PBMCs from HIV negative donors were obtained as described above. 2 × 10⁸ PBMCs where infected with an equivalent infectious dose with either lab strain LAI (X4-tropic virus), BaL (R5-tropic) or clinical isolate MCV (R5-tropic) and cultured for 4 days in the presence of 1 μg/ml PHA-L and 10 U/ml IL-2. In addition to the infected PBMCs, 5 × 10⁸ uninfected PBMCs from the same donor were cultured in similar conditions. After 4 days the total CD4⁺ T cells were purified from the cultures using the EasySep Human CD4+ T Cell Enrichment Kit.
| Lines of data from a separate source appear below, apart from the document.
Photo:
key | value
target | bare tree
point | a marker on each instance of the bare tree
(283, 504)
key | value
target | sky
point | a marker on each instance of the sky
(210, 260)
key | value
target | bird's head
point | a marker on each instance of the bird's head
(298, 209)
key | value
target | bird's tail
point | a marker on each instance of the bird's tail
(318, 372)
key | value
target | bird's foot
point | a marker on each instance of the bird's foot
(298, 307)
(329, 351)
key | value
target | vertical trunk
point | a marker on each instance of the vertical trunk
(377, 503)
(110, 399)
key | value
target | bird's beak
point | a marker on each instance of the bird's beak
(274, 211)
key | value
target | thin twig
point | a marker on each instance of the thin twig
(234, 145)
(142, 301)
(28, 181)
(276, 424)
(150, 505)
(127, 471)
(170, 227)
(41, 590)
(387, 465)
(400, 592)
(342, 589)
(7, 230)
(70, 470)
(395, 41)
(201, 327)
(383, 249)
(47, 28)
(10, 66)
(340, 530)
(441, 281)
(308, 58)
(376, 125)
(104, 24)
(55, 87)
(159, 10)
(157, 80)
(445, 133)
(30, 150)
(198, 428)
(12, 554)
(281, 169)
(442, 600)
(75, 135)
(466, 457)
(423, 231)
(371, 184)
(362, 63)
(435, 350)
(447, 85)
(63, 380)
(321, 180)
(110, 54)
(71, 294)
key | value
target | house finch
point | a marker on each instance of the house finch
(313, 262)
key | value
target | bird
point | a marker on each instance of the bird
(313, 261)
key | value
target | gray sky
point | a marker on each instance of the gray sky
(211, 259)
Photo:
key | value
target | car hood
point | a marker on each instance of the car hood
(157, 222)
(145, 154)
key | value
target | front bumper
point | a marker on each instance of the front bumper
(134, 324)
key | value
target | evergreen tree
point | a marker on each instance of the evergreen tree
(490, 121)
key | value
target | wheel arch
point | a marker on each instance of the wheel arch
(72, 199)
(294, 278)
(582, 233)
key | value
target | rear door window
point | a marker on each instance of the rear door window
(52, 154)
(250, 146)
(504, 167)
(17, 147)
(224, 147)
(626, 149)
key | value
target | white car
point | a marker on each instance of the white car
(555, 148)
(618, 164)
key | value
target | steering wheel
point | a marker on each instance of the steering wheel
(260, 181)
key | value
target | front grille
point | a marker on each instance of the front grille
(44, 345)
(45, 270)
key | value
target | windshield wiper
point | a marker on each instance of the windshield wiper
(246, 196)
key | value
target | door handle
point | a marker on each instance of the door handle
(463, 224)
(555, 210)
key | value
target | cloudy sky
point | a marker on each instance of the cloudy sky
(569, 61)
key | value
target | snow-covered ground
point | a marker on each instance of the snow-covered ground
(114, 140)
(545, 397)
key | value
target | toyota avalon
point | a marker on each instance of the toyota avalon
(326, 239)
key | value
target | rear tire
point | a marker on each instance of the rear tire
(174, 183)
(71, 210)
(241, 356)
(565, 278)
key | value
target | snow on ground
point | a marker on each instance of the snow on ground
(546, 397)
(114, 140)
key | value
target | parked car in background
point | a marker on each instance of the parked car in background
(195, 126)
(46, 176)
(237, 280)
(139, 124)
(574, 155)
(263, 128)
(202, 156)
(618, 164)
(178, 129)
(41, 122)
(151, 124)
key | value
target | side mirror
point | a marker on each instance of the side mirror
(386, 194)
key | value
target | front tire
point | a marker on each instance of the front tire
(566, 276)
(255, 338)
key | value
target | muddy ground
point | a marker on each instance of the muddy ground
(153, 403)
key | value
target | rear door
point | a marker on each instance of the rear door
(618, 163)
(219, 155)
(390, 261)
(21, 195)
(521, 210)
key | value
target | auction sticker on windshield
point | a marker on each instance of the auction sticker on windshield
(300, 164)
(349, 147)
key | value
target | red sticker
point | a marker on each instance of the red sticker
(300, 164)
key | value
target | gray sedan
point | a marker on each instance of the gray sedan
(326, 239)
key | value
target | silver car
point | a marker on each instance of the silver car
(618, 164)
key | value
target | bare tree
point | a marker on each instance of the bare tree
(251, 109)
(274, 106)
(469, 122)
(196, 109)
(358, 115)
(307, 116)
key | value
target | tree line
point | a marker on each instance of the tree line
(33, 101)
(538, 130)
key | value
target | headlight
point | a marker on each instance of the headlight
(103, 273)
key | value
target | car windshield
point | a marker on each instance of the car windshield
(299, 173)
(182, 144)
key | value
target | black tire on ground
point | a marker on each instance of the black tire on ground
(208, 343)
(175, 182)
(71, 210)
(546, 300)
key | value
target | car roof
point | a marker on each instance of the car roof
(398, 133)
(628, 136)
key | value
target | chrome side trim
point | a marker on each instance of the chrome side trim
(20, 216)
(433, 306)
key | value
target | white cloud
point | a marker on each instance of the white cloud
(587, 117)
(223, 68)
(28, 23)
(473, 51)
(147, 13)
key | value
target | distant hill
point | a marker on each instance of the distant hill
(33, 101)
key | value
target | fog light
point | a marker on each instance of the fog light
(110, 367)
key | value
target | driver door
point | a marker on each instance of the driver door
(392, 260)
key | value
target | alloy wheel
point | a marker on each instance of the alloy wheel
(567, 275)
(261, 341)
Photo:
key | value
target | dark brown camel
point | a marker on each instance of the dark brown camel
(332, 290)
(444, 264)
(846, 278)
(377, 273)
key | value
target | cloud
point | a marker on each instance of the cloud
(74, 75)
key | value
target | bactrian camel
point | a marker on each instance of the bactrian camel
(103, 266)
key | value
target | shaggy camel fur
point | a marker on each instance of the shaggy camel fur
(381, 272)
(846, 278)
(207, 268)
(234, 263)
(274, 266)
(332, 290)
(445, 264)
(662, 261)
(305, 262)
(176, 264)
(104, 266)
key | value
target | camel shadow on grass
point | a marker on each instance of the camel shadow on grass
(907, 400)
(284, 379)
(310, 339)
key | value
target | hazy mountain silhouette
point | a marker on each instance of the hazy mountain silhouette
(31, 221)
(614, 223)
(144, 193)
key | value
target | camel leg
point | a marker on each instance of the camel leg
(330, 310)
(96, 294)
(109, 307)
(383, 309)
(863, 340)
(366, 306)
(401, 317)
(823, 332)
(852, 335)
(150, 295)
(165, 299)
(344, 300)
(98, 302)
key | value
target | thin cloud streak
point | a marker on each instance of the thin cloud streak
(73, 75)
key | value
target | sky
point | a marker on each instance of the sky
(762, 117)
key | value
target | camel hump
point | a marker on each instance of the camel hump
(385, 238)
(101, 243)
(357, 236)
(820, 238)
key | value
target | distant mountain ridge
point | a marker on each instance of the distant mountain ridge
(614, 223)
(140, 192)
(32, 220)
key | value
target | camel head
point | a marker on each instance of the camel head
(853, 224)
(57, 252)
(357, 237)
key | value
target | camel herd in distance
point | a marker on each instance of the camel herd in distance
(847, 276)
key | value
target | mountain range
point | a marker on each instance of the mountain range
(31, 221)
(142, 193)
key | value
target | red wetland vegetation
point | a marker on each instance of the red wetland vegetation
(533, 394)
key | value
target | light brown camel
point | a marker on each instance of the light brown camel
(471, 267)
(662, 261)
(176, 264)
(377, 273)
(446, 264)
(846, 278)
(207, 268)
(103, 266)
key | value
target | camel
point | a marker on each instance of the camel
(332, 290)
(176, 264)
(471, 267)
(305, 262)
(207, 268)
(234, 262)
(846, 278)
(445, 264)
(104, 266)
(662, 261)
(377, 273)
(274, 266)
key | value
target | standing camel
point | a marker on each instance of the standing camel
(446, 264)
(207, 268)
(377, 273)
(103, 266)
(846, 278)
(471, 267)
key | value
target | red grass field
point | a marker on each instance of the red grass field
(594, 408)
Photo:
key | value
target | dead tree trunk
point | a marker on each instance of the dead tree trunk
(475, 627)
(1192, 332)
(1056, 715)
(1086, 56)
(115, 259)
Serial dilutions of infected cells were made in a 12 well plate consisting of 500000, 100000, 50000, 10000, 5000, 1000, 500, 100, 50, 10, 5 or 1 infected cells per well. Uninfected CD4⁺ T cells were added to a total of 500000 CD4⁺ T cells in all wells. To mimic assay conditions, these cells were then stimulated with a 10-fold excess of ɣ-irradiated allogeneic PBMCs and 2 μg/ml PHA-L. After 24 hours cells were washed and the amplifier cells were added, either 0.5 × 10⁶ SupT1-CCR5 cells or 1.34 × 10⁶ PHA-stimulated CD8-depleted donor PBMCs per well. CD8-depleted PBMCs from three different unselected seronegative donors were tested as amplifier cells. Co-cultures were maintained for 21 days. In the PBMC co-cultures, stimulated CD8-depleted PBMCs (from the same donor) were added on days 2, 9 and 16 as opposed to a single addition of SupT1-CCR5 cells on day 2, similar to the assay conditions. Supernatants were harvested at various time-points to analyse HIV-1 p24 production by ELISA.